Les petits-fils de Louis XIV à Romans
Autrefois, à cause du mauvais état et du défaut de sécurité des routes, les princes voyageaient à petites journées, accompagnés de leur suite et escortés de leurs gardes.
A chaque étape, ils étaient reçus et hébergés par les autorités du lieu, prévenues longtemps à l’avance. Aux honneurs prescrits par l’usage, chaque localité s’efforçait d’ajouter des témoignages particuliers et de se distinguer par des magnificences et des inventions plus ou moins heureuses, mais où perçait toujours un sentiment sincère de respect.
Sur l’avis, adressé le 6 janvier 1701, par l’intendant de Grenoble, du passage prochain à Romans-sur-Isère de Louis de France, duc de Bourgogne, et de Charles de France, duc de Berry, tous deux petits-fils de Louis XIV, le conseil général de la ville arrêta les dispositions à prendre pour recevoir ces princes et leur rendre les honneurs dus à leur haut rang.
On fit enlever les pierres des chemins, sabler les rues, tendre des tapisseries devant les maisons et préparer des rations et des écuries pour 1 600 chevaux.

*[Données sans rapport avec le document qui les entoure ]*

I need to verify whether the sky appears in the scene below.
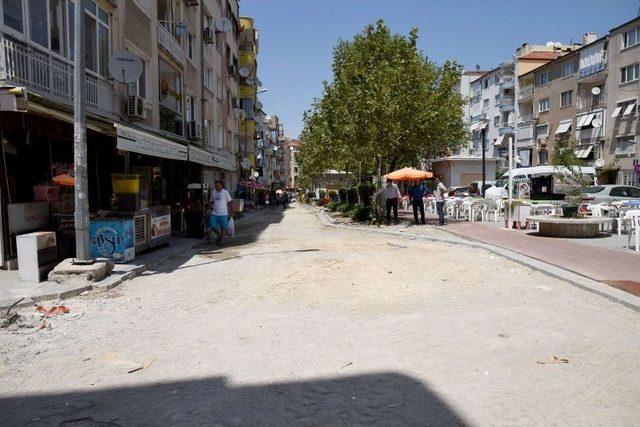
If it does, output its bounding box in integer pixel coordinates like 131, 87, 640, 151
240, 0, 640, 138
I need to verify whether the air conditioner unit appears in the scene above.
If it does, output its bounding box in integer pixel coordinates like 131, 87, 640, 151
203, 27, 214, 44
187, 121, 202, 139
127, 95, 147, 120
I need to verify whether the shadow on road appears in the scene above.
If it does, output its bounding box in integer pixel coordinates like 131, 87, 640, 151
0, 373, 465, 426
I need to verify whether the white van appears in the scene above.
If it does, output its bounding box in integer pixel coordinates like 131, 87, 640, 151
484, 166, 597, 200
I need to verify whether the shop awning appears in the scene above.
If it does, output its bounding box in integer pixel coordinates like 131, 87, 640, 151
576, 113, 596, 128
622, 102, 636, 117
556, 122, 571, 135
611, 107, 622, 117
575, 145, 593, 159
189, 145, 216, 168
114, 123, 189, 161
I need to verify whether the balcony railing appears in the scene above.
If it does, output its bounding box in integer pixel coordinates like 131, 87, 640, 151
157, 21, 184, 63
0, 36, 119, 116
518, 85, 533, 101
576, 90, 607, 111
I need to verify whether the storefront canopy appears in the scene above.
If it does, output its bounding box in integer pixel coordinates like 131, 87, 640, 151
385, 168, 433, 181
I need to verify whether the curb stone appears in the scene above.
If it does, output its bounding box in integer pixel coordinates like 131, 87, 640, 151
307, 206, 640, 313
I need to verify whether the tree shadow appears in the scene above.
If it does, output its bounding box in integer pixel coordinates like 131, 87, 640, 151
0, 373, 465, 426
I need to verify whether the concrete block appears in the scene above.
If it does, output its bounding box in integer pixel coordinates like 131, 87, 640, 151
49, 258, 113, 283
16, 231, 57, 282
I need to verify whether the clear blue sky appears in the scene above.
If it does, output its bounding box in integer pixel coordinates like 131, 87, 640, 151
240, 0, 640, 137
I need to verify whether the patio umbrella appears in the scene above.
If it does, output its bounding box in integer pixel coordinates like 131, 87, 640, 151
51, 173, 76, 187
385, 168, 433, 181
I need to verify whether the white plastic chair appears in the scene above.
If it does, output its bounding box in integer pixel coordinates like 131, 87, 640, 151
625, 209, 640, 252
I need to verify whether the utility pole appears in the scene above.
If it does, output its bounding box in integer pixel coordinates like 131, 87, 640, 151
73, 2, 93, 264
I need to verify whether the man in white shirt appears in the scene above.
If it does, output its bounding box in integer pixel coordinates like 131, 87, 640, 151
434, 177, 447, 225
209, 181, 233, 245
384, 179, 402, 225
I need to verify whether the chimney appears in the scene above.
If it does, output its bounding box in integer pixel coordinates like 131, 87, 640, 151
582, 33, 598, 46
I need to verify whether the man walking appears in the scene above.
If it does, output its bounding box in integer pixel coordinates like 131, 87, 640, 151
384, 179, 401, 225
411, 183, 427, 225
210, 181, 233, 245
434, 177, 447, 225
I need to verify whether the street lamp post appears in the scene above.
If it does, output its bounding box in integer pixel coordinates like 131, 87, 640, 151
480, 119, 489, 197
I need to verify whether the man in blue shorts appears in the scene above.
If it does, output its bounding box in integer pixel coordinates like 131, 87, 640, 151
209, 181, 233, 245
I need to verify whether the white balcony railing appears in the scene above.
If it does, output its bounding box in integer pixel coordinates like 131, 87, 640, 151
157, 22, 185, 64
0, 35, 119, 116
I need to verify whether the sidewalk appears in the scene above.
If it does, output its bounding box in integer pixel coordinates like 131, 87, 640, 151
0, 210, 267, 311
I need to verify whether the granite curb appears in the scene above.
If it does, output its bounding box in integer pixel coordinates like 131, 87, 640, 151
307, 206, 640, 313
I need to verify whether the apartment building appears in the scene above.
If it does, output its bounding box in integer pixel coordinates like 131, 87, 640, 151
605, 18, 640, 185
518, 51, 594, 165
0, 0, 239, 266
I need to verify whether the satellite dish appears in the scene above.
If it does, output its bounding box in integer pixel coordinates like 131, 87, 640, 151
216, 16, 233, 33
108, 50, 142, 84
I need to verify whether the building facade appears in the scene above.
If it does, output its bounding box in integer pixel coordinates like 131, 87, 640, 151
0, 0, 241, 266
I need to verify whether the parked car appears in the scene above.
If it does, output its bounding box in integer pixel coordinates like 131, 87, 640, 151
449, 187, 469, 197
581, 185, 640, 204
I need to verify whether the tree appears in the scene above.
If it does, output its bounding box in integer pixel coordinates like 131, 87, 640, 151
300, 20, 466, 187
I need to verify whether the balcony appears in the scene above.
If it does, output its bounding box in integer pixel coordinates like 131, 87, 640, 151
518, 85, 533, 102
576, 89, 607, 112
0, 36, 120, 117
499, 97, 515, 112
157, 21, 184, 64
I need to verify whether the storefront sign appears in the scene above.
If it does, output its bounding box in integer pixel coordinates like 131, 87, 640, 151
189, 145, 216, 167
151, 215, 171, 240
7, 202, 49, 234
115, 124, 189, 164
89, 219, 135, 262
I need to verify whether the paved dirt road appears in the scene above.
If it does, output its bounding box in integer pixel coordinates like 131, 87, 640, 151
0, 207, 640, 425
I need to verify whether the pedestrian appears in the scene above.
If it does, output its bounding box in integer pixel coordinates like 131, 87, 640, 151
202, 203, 211, 243
434, 177, 447, 225
210, 181, 233, 245
410, 183, 427, 225
384, 179, 401, 225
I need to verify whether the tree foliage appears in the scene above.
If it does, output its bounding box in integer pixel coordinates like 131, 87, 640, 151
300, 20, 466, 187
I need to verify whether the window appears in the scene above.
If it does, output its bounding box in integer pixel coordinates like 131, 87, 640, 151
2, 0, 24, 33
536, 123, 549, 139
562, 62, 573, 77
187, 33, 194, 59
620, 63, 640, 83
616, 135, 636, 154
536, 71, 549, 86
622, 27, 640, 49
29, 0, 49, 47
538, 150, 549, 165
538, 98, 549, 113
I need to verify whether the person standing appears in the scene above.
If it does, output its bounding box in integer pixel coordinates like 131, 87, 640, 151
411, 183, 427, 225
434, 177, 447, 225
384, 179, 402, 225
210, 181, 233, 245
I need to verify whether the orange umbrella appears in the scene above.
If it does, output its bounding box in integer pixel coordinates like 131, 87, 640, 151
385, 168, 433, 181
51, 173, 76, 187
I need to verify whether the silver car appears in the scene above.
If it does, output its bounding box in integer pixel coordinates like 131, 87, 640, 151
582, 185, 640, 204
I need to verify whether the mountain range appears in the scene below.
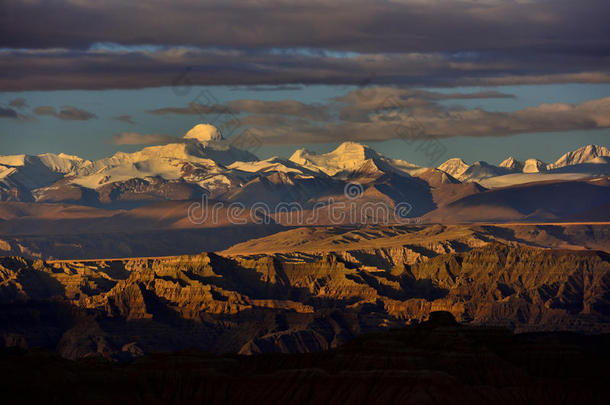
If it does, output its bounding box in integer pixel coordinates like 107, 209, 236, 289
0, 124, 610, 224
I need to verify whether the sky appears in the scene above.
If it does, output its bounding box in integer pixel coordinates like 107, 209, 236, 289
0, 0, 610, 166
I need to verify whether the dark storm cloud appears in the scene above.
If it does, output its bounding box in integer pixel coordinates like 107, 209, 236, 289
0, 0, 610, 91
8, 97, 28, 108
113, 115, 135, 125
0, 48, 610, 91
0, 0, 610, 53
149, 100, 328, 120
223, 92, 610, 144
0, 107, 19, 119
34, 105, 97, 121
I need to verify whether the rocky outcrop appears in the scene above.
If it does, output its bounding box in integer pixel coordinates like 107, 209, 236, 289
0, 243, 610, 359
0, 312, 610, 404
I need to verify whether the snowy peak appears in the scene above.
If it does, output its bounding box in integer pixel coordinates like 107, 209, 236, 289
522, 159, 546, 173
549, 145, 610, 169
498, 156, 523, 171
290, 142, 380, 176
290, 142, 420, 176
437, 158, 470, 179
184, 124, 223, 142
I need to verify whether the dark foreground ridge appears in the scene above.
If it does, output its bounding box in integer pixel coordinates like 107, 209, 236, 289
0, 312, 610, 404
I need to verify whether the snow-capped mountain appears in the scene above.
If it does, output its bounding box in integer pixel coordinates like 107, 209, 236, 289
0, 124, 610, 206
290, 142, 421, 176
549, 145, 610, 169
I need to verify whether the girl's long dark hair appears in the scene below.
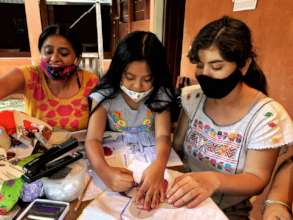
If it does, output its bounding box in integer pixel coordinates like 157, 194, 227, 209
38, 24, 82, 58
91, 31, 175, 113
188, 16, 267, 95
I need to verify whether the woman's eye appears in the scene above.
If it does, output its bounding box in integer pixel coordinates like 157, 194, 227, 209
44, 48, 53, 55
212, 66, 222, 71
144, 76, 153, 82
59, 49, 69, 57
124, 73, 134, 80
196, 63, 203, 69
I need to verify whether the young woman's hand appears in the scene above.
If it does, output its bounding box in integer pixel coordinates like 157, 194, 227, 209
167, 172, 220, 208
100, 167, 134, 192
135, 162, 165, 210
262, 204, 292, 220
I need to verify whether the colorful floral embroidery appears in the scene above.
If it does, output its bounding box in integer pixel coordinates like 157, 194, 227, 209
265, 112, 273, 117
184, 119, 242, 173
272, 136, 280, 144
24, 68, 97, 130
268, 121, 277, 128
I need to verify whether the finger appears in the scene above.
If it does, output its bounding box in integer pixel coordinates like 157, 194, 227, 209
120, 172, 134, 184
151, 191, 160, 209
120, 168, 133, 176
135, 184, 147, 203
143, 187, 154, 210
172, 174, 187, 186
186, 193, 208, 208
168, 184, 198, 205
160, 186, 166, 202
167, 177, 191, 199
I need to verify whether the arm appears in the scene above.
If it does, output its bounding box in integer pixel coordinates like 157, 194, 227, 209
167, 149, 279, 208
263, 160, 293, 220
0, 69, 25, 100
173, 109, 188, 152
136, 111, 171, 209
155, 111, 171, 169
85, 101, 134, 192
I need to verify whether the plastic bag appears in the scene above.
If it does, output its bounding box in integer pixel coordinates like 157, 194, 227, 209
42, 160, 87, 202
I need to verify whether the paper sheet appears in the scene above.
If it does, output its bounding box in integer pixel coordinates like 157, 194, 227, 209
233, 0, 257, 11
103, 132, 183, 167
78, 161, 228, 220
0, 160, 23, 187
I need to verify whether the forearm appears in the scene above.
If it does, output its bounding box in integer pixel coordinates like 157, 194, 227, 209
156, 135, 171, 169
267, 161, 293, 205
216, 173, 267, 195
173, 110, 188, 152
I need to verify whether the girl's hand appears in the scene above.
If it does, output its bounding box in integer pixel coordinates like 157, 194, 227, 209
263, 204, 292, 220
101, 167, 134, 192
135, 162, 165, 210
167, 172, 220, 208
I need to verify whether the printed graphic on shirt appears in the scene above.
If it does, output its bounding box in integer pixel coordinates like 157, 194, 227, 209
27, 70, 97, 130
184, 119, 242, 173
109, 111, 154, 132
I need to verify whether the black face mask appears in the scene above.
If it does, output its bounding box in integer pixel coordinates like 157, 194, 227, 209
196, 68, 242, 99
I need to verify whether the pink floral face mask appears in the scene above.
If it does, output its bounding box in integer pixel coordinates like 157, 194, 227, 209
40, 59, 77, 80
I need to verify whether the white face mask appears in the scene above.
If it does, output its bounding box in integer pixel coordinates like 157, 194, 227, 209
120, 84, 153, 103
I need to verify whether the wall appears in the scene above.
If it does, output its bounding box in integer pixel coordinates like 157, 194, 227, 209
181, 0, 293, 117
0, 57, 31, 76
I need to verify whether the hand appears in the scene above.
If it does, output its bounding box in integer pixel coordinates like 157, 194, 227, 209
135, 162, 165, 210
262, 204, 292, 220
101, 167, 134, 192
167, 172, 220, 208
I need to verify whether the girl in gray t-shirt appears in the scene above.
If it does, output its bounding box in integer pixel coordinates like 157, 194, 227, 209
86, 31, 176, 209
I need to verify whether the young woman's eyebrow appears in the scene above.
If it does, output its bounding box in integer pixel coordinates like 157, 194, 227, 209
208, 60, 224, 64
124, 71, 152, 77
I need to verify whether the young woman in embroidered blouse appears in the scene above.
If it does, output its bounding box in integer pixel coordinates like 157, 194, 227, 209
167, 17, 293, 219
86, 31, 174, 209
0, 25, 97, 131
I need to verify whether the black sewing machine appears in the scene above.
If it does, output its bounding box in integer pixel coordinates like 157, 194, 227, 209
22, 138, 83, 183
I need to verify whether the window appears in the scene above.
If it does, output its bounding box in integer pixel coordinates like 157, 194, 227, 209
0, 0, 30, 57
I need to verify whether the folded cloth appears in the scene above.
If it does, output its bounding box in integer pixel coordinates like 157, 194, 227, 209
78, 161, 228, 220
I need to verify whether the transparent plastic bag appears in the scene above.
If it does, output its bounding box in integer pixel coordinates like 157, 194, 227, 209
42, 160, 87, 202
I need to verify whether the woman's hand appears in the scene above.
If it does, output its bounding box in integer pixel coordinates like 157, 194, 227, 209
135, 161, 166, 210
263, 204, 292, 220
167, 172, 220, 208
100, 167, 134, 192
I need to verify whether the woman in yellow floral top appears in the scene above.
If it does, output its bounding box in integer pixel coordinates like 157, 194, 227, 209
0, 25, 98, 131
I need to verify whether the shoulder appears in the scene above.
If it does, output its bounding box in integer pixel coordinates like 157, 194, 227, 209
248, 98, 293, 149
79, 69, 98, 83
181, 84, 204, 118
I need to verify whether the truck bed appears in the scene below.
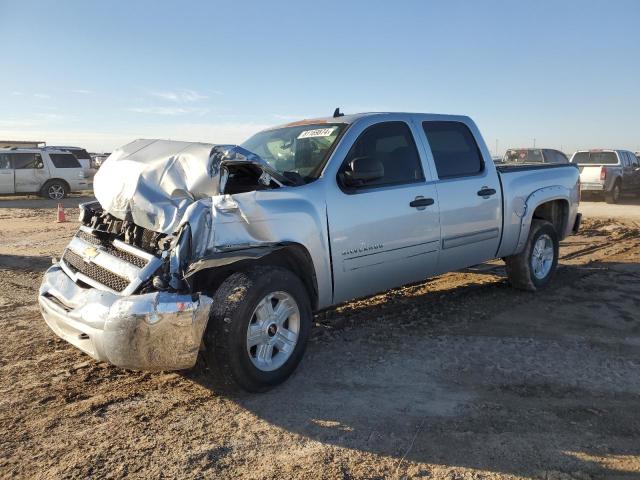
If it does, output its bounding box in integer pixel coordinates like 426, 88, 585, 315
496, 163, 577, 173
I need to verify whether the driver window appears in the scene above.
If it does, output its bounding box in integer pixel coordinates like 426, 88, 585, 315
340, 122, 424, 188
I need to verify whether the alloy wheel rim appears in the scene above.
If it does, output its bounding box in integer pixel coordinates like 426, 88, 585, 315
49, 185, 64, 200
246, 292, 300, 372
531, 233, 554, 280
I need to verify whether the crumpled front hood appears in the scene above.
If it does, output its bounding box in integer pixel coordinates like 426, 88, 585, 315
94, 140, 221, 233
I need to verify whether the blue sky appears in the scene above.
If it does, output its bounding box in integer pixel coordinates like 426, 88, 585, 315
0, 0, 640, 152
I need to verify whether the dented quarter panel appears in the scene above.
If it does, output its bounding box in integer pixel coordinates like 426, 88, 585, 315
496, 167, 580, 258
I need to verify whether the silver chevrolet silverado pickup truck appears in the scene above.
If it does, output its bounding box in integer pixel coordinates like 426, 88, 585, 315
39, 113, 580, 391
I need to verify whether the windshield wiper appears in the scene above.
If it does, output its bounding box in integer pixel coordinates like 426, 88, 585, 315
210, 145, 304, 186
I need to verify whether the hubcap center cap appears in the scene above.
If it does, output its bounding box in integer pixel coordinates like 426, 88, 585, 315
267, 323, 278, 337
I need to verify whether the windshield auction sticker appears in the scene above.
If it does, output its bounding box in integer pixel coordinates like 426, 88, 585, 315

Afin de rendre plus facile le passage des carrosses et des équipages, on abattit quatre maisons, (celles d’André Fontaine, de Jean Guy, de Marie Bonnet, veuve d’Antoine Ducros, et de Jean Jasset) dont l’emplacement a retenu, de cette circonstance, le nom de place des Princes (aujourd’hui place Lally-Tollendal).
Trois arcs de triomphe furent élevés, chargés d’ornements, et couverts d’inscriptions et de devises, dont la prose et les vers ne sont malheureusement pas venus jusqu’à nous.
Reçus à leur arrivée au bruit du canon et au son des cloches, les ducs de Bourgogne et de Berry furent harangués par les autorités et conduits à leur logement sous un dais de panne cramoisie, doublée de satin de même couleur et bordée d’une frange d’or. Une foule immense remplissait les rues, garnissait les fenêtres, et couvrait les toits.
Suivant un antique usage, la communauté de Romans-sur-Isère offrit à chacun des princes deux quintaux de bougies et douze douzaines de bouteilles d’Eau cordiale de Genève, drogue spiritueuse de grande réputation au XVIIè siècle et fabriquée par des pharmaciens genevois. Elle offrit aussi à chacun des seigneurs de Bouillé et de Noailles un quintal de bougies et six douzaines de bouteilles de liqueur. Enfin, on fit présent aux gardes du corps, la compagnie des Cent-Suisses, et aux gens de la suite, de dix-huit douzaines de bouteilles de vin de Vienne.
Le soir, il y eut une illumination générale dans la ville et un feu d’artifice. Leurs Altesses Royales partirent le lendemain dans la matinée, apès un déjeuner où figura, dit-on, comme luxe et nouveauté, l’infusion de la fève de Moka, autrement dit du café, dont l’usage était encore inconnu à Romans-sur-Isère.
Les frais à la charge de la ville, arrêtés le 22 mai 1701, s’élevèrent à la somme de 13 134 livres 10 sols et 11 deniers, dont 6 790 livres affectées à l’élargissement de la voie publique.